As filtration increases

Answer 55

beam quality increases

Question 56

As filtration increases

Answer 56

beam quantity decreases

Question 57

the 1/3rd rule

Answer 57

the majority of X-rays created in the polyenergetic primary beam will have an energy value that is approximately 1/3 of the set KVP

Question 58

differential absorption

Answer 58

different materials absorb X-ray energy to differing degrees

Question 59

Bremsstrahlung Interaction

Answer 59

Braking: A high speed/high kinetic energy electron enters a tungsten atom. The (-1) charged electron is magnetically attracted to the (+74) nucleus. Of a result, the incident electron slows down (brakes)and changes course. The lost kinetic energy changes form into X-ray energy - unpredictable amount.

Question 60

How is the strength of Brems X-ray determined

Answer 60

The X-ray created is exactly equal to the amount of kinetic energy lost.

Question 61

Continuous emission spectrum

Answer 61

A spectrum having no lines or bands | Distributed over an uninterrupted range of wavelengths

Question 62

Characteristic Interaction

Answer 62

Collision: High speed/kinetic energy electron enters a tungsten atom. There is a collision with one of the orbital electrons. If electron possesses greater energy than the orbitals, the orbital is ejected from its orbit leaving a hole. An outer shell electron will jump across the space to fill the hole. The electron she'll transfer results in the transfer of energy, X-ray. The strength of the X-ray is exactly equal to the difference in the orbital ring binding energies involved in the interaction.

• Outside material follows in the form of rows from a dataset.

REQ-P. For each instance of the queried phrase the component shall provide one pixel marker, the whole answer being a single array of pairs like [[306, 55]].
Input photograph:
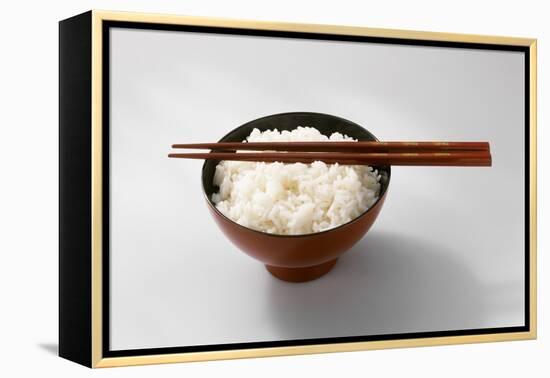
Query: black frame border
[[107, 25]]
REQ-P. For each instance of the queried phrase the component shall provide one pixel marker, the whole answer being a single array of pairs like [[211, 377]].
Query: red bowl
[[296, 258]]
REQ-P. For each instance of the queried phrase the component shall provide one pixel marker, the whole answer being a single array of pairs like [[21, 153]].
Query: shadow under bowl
[[296, 258]]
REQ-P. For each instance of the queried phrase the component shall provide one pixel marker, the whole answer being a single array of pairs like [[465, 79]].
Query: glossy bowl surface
[[305, 257]]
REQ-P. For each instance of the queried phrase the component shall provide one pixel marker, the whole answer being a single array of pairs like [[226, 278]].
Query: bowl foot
[[308, 273]]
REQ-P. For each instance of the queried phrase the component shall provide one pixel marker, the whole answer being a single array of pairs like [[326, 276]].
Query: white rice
[[293, 199]]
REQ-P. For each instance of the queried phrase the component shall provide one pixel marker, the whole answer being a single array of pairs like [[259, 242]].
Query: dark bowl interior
[[325, 123]]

Only k she'll interactions produce useful X-ray, predictable.

Question 63

Characteristic cascade

Answer 63

movement of electrons from outer shell to inner shell electrons

Question 64

how is the strength of a characteristic X-ray determined

Answer 64

The difference in orbital ring binding energies involved in the interaction.

Question 65

discrete emission spectrum

Answer 65

A spectrum in which the component wavelengths constitute a discrete sequence of values rather than a continuum of values.

Question 66

xray emission spectrum

Answer 66

A set of X-ray frequencies emitted by a target in an X-ray tube.

Question 67

Inverse Square Law

Answer 67

Any physical law stating that a specified physical quantity or intensity is inversely proportional to the square of the distance from the source of that physical quantity

Question 68

Xray intensity

Answer 68

KVP and filtration

Question 69

Polyenergetic/Heterogenous

Answer 69

X-ray energy exists in a variety of strengths from 1kv to the set KVP

Question 70

mGya (mR)

Answer 70

?????????

Question 71

Milliampere-seconds

Answer 71

(mAs) | The number of electrons in motion = the number of X-rays produced

Question 72

Kilovolt Peak

Answer 72

(KVP) | The strength of electron acceleration = the strength of X-rays produced

Question 73

compensating filter

Answer 73

A simple or complex system of placing a discretionary metal filter (usually aluminum) in front of the collimator in order to reduce a portion of the primary beam to compensate for varying body part thickness in the same field of view.